4 Al respecto véase de Juan Carlos Folino (1994) «El modelo Ned Herrman» en Revista Prensa Psicológica.

5 Al respecto véase Leslie Wilson and Andrea Spears (1993). Overview of Brain-Based Learnin .Resources on the brain. Htm.

6 Al respecto véase el seminario - taller «Desarrollo de la creatividad y gimnasia cerebral», pág 1. del Centro de estudios e investigaciones en Educación y formación para la vida (2004).

7 Los tipos de inteligencia propuestos por Gardner son : verbal-lingüística- entendida como la habilidad de usar palabras y el lenguaje.

Lógica-matemática, entendida como la capacidad de pensamiento y razonamiento inductivo -deductivo, al igual que para los números en el reconocimiento y la abstracción de patrones.
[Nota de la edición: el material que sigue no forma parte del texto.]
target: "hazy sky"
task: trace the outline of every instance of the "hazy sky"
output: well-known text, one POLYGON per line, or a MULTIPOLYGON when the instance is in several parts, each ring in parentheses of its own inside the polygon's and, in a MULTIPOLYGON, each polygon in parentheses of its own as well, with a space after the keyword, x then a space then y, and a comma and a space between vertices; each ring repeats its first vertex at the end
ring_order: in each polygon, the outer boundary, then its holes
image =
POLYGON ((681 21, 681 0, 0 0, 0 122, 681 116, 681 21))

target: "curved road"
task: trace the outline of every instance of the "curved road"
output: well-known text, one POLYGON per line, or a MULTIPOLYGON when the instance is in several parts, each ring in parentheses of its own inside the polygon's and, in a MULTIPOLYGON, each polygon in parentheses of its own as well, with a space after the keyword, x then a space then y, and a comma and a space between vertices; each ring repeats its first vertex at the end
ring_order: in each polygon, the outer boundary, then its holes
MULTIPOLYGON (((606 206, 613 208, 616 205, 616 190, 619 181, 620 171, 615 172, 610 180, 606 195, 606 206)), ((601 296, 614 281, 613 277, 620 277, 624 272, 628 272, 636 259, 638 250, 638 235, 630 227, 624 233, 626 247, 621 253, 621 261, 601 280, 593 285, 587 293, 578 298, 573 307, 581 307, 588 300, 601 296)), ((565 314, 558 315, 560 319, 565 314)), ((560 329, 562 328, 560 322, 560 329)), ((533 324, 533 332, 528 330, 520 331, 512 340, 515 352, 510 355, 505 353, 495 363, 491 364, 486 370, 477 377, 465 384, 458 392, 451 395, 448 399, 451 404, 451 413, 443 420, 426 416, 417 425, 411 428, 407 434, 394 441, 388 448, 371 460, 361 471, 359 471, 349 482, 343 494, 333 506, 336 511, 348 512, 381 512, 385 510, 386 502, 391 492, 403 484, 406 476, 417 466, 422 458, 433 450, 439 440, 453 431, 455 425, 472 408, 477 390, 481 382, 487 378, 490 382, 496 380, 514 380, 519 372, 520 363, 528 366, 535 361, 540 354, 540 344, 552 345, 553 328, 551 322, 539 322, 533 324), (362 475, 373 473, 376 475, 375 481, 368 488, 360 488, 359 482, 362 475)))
Visual-espacial, como habilidad para visualizar objetos y dimensiones espaciales, crear imágenes y cuadros internos.

Kinestética del cuerpo-La sabiduría del cuerpo y la habilidad para controlar la emoción física.

Rítmica Musical- Habilidad para reconocer patrones de tonos y sonidos, al igual ritmos, sonidos y escalas.

Interpersonal - Capacidad para las relaciones sociales y la comunicación persona a persona.

Intrapersonal - Lo espiritual inherente al comportamiento, a la autorreflexión y a la autorreflexión y conciencia.

8 Disciplina que se encarga del estudio interdisciplinario del cerebro humano, lo que ha facilitado una mejor comprensión acerca de la relación entre el funcionamiento de este órgano y la conducta humana. Neurociencia y Educación. Carlos Ruiz Bolivar, PhD. Coordinador general de investigación UPEL-IPB.